BOR-SW en herstructureren
De BOR kent een bezits- en voortzettingseis. Herstructureringen kunnen door deze eisen worden belemmerd. In de Uitvoeringsregeling schenk- en erfbelasting en het besluit Bedrijfsopvolgingsregeling heeft de staatssecretaris deze belemmering willen wegnemen. Dit is hem verre van gelukt.

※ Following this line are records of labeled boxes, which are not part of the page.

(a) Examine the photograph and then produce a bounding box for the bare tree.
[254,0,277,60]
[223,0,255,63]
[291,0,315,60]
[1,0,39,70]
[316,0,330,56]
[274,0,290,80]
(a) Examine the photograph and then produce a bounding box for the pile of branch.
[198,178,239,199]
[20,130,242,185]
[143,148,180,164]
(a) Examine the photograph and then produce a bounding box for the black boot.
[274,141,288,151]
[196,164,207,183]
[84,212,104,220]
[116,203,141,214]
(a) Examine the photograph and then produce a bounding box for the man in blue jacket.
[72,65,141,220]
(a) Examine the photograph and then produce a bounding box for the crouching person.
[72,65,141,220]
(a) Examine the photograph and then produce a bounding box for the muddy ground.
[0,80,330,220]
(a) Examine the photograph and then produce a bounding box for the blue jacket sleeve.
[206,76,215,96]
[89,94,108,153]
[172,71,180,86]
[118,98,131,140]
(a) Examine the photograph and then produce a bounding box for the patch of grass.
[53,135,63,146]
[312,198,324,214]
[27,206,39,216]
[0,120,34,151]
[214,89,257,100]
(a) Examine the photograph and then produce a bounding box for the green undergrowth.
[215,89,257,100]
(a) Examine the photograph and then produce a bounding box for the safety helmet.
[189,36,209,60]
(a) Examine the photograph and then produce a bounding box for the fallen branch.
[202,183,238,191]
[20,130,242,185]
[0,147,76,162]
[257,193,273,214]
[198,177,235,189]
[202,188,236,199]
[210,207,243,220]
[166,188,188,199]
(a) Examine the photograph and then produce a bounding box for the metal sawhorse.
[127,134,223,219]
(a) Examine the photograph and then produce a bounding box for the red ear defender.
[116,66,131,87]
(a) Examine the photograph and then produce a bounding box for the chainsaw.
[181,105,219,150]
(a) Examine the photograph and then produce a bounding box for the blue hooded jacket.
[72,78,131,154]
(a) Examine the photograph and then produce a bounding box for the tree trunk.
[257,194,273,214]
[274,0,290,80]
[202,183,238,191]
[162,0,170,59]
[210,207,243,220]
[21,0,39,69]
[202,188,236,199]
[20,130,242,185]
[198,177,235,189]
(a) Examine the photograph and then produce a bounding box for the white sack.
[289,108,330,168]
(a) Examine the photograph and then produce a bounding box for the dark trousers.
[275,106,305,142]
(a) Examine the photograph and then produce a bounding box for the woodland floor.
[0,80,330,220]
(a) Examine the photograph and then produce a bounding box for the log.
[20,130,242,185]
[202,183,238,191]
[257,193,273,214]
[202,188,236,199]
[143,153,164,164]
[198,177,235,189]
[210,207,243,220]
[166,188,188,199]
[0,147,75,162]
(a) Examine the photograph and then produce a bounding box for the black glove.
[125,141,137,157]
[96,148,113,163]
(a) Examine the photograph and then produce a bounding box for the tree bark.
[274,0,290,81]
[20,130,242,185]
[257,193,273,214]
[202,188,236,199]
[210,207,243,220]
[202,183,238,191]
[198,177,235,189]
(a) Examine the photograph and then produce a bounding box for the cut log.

Tegemoetkomingen bezitseis
De ‘bezitseis’ houdt in dat de schenker of erflater gedurende vijf jaren (bij schenking) en één jaar (bij overlijden) ab-houder moet zijn geweest van de vennootschap waarvan de aandelen zijn geschonken dan wel vererfd. Bovendien moet de vennootschap gedurende minimaal vijf jaar (bij schenking) respectievelijk één jaar (bij overlijden) een materiële onderneming hebben gedreven.
Inbreng onderneming Om de rechtsvormwijziging niet te belemmeren keurt de Uitvoeringsregeling schenk- en erfbelasting (hierna: Uitvoeringsregeling) goed dat de periode dat de erflater of schenker de onderneming heeft gedreven wordt samengevoegd met de periode dat de erflater of de schenker ab-houder was in de vennootschap. Voorwaarde is dat de onderneming voor de IB geruisloos is omgezet. Een inbreng tegen afrekening over de fiscaal beclaimde reserves (‘ruisende inbreng’) is niet toegestaan.

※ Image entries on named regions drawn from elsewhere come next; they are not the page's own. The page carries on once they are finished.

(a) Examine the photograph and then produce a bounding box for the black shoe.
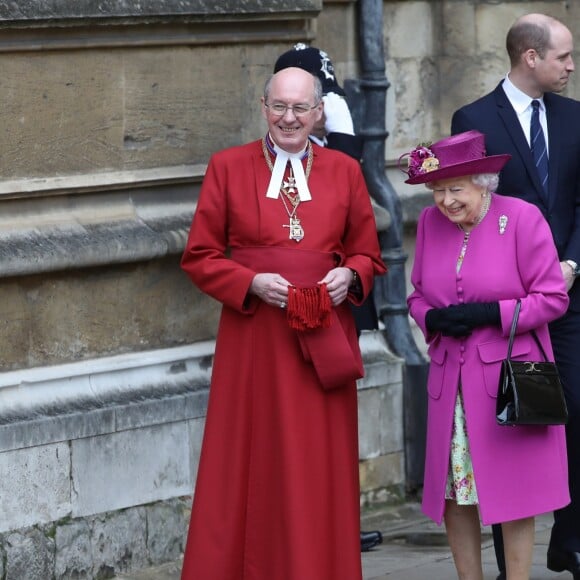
[360,532,383,552]
[548,548,580,580]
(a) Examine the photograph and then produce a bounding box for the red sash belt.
[231,246,364,389]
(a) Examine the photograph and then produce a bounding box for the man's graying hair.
[264,73,322,105]
[506,19,556,66]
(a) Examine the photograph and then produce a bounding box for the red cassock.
[182,141,385,580]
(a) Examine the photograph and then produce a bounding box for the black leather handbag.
[496,300,568,425]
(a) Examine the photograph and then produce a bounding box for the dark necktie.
[530,99,548,195]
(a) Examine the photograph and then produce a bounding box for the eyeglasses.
[264,103,320,117]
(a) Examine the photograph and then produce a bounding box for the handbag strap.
[507,298,548,361]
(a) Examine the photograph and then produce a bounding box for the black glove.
[449,302,501,329]
[425,302,501,338]
[425,306,471,338]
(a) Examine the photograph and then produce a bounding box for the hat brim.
[405,154,512,185]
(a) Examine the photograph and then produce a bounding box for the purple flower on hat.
[399,143,439,177]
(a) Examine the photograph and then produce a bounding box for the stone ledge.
[0,0,322,25]
[0,341,215,438]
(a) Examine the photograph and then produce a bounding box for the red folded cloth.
[287,284,332,330]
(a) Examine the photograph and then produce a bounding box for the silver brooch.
[499,214,507,234]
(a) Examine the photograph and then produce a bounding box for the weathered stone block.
[54,520,93,580]
[147,502,189,564]
[92,508,148,580]
[71,422,192,517]
[4,529,54,580]
[0,443,71,536]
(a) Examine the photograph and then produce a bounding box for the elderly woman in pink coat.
[406,131,570,580]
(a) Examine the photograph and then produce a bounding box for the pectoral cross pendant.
[284,216,304,242]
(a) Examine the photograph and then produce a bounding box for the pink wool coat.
[408,194,570,525]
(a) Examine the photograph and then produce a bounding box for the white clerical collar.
[266,136,312,201]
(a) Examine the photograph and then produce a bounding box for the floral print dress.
[445,232,479,505]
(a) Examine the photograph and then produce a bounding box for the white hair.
[425,173,499,193]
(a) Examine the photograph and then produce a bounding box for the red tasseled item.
[287,284,332,330]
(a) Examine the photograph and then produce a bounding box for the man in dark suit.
[451,14,580,580]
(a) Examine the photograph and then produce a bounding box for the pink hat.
[399,131,511,185]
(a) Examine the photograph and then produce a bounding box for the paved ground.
[116,504,571,580]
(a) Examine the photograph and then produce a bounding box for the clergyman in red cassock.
[182,68,386,580]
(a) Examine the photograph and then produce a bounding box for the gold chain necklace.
[262,138,314,242]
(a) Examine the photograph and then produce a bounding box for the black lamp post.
[349,0,427,489]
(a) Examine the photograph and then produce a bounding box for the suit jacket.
[451,83,580,312]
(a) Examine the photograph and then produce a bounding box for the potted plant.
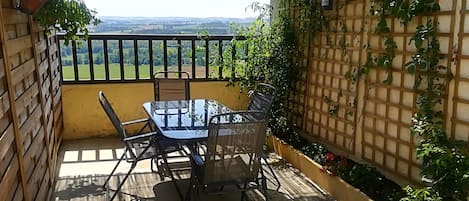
[34,0,101,45]
[15,0,47,14]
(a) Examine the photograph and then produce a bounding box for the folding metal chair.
[153,71,190,101]
[98,91,182,200]
[186,111,268,200]
[247,83,281,190]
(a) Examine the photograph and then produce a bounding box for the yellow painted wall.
[62,81,248,139]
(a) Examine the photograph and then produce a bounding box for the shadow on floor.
[52,139,333,201]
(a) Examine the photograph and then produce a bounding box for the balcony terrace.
[0,0,469,201]
[53,138,333,201]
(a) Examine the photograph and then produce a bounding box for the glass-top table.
[143,99,232,140]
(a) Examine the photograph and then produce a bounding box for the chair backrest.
[153,71,190,101]
[203,111,267,184]
[248,83,275,117]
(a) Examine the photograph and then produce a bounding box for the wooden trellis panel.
[0,1,62,200]
[304,0,365,154]
[451,1,469,141]
[361,0,456,182]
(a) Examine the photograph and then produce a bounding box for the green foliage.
[401,186,442,201]
[223,3,303,133]
[35,0,101,45]
[278,129,405,201]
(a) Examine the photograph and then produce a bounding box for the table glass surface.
[143,99,232,140]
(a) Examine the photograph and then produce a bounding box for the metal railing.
[57,34,247,84]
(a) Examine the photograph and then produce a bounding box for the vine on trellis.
[348,0,469,201]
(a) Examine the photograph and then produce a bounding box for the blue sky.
[84,0,270,18]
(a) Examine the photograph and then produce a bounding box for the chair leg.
[262,155,280,191]
[103,149,127,189]
[109,162,137,201]
[184,171,194,201]
[260,168,269,201]
[160,149,184,201]
[241,182,248,201]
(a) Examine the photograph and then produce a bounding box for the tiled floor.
[53,139,332,201]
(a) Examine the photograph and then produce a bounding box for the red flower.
[326,153,334,161]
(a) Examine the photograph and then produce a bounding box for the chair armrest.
[122,118,148,126]
[190,152,205,167]
[124,132,159,142]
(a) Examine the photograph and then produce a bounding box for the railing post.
[178,40,182,78]
[88,39,94,80]
[205,38,210,78]
[134,39,140,80]
[72,40,79,81]
[103,39,110,81]
[148,39,155,79]
[191,39,197,79]
[218,39,224,79]
[119,40,124,80]
[163,40,168,78]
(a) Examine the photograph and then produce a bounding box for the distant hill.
[90,16,255,34]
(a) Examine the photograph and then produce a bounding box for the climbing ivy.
[356,0,469,201]
[227,0,328,133]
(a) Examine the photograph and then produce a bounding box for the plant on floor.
[278,129,405,201]
[34,0,101,45]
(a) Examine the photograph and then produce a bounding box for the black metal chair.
[153,71,190,101]
[186,111,268,200]
[247,83,281,190]
[151,71,190,180]
[98,91,182,200]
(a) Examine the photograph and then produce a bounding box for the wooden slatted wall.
[279,0,462,184]
[304,1,365,153]
[0,1,62,200]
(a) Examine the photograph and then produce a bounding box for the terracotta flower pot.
[20,0,48,14]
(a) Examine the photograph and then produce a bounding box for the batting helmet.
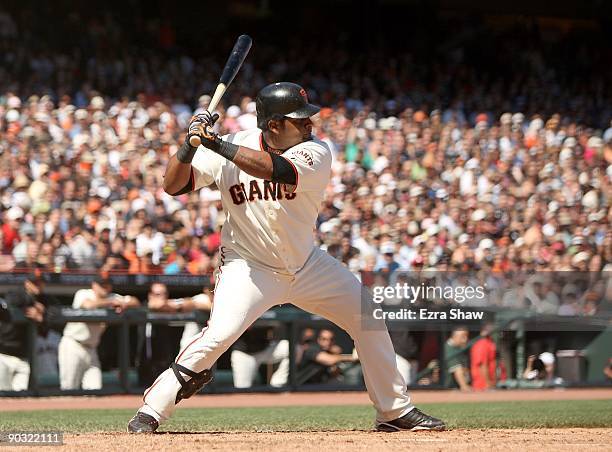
[256,82,321,130]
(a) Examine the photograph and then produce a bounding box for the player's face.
[275,118,312,149]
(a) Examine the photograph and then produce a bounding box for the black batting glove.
[176,111,221,163]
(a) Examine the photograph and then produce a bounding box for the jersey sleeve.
[282,141,332,193]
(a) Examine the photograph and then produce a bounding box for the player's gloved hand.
[189,110,219,133]
[176,111,220,163]
[187,120,223,151]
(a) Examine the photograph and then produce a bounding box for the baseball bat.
[189,35,253,147]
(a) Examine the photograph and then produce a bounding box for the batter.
[128,82,444,433]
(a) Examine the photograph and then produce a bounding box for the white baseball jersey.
[140,129,412,422]
[192,129,332,274]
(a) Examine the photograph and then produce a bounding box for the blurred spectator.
[523,352,555,381]
[604,358,612,380]
[470,323,505,391]
[58,275,140,390]
[138,282,211,386]
[298,329,358,384]
[0,6,612,308]
[0,274,57,391]
[444,327,471,391]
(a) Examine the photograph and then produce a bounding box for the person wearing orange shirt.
[470,323,497,391]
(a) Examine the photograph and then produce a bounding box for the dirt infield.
[45,428,612,452]
[0,388,612,412]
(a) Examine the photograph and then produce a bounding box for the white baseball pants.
[57,336,102,390]
[0,353,30,391]
[231,339,289,388]
[140,247,413,422]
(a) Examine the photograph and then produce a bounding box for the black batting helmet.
[256,82,321,130]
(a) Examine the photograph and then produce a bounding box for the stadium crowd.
[0,8,612,310]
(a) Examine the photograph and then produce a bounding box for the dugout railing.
[0,305,611,396]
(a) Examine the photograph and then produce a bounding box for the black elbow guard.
[270,154,297,185]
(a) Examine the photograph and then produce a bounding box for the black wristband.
[176,138,198,163]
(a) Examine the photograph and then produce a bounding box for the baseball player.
[58,275,140,390]
[128,82,445,433]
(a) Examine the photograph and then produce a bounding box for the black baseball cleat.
[376,408,446,432]
[128,411,159,433]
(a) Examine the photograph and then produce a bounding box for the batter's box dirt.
[55,428,612,452]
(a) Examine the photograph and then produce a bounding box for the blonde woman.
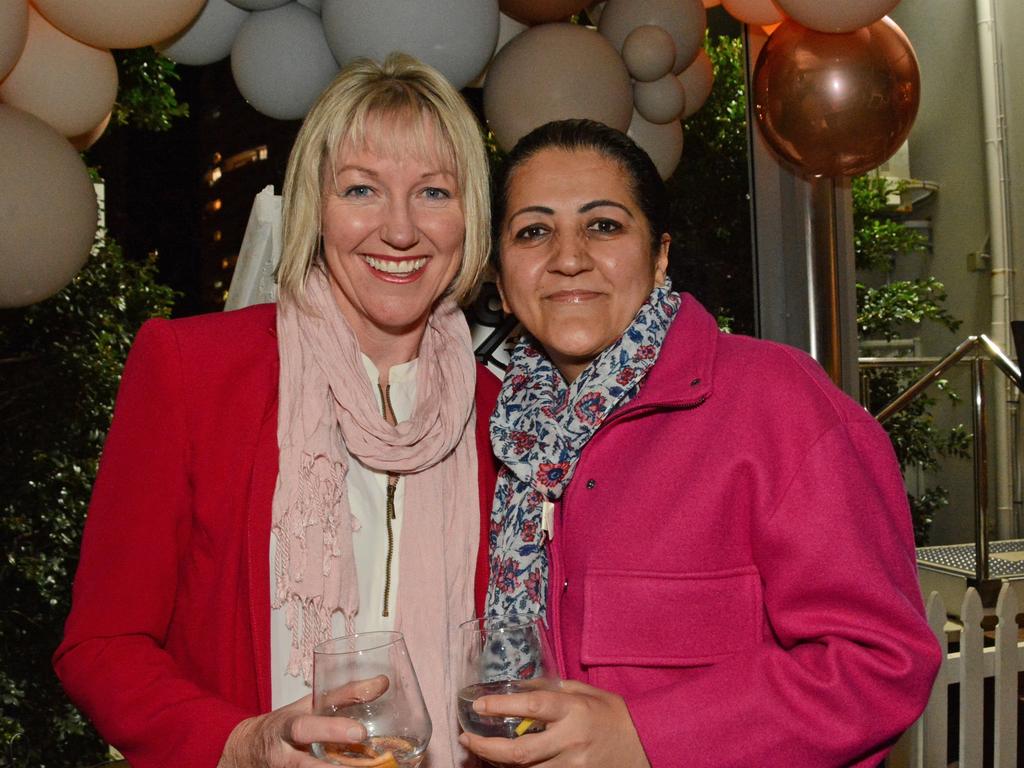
[54,54,497,768]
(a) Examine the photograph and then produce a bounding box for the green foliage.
[857,278,961,340]
[0,240,173,768]
[852,175,944,274]
[113,48,188,132]
[668,37,754,334]
[852,174,971,546]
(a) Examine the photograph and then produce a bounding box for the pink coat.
[548,296,940,768]
[54,304,498,768]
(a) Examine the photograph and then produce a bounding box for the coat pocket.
[580,565,764,668]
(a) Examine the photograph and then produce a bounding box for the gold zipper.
[377,382,398,616]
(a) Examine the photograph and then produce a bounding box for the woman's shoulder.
[136,304,276,355]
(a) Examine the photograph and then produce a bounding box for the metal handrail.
[871,334,1024,584]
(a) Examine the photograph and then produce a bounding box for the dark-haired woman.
[462,121,939,768]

Aandelenfusie De Uitvoeringsregeling keurt goed dat bij een aandelenfusie de bezitsperioden van de verkregen en afgestane aandelen worden samengevoegd. Hoewel, anders dan bij de geruisloze inbreng, niet uitdrukkelijk wordt vereist dat de aandelenruil ook ‘met toepassing’ van de doorschuiffaciliteit plaatsvindt, is dit wel bedoeld. Dit is ook aan de orde bij de juridische fusie en de juridische splitsing. Hierna wordt er dan ook van uitgegaan dat ook in die gevallen een beroep moet worden gedaan op de geruisloze doorschuiffaciliteit.
Bezitsperiode
Schenker is enig aandeelhouder van een werkmaatschappij. De werkmaatschappij heeft een…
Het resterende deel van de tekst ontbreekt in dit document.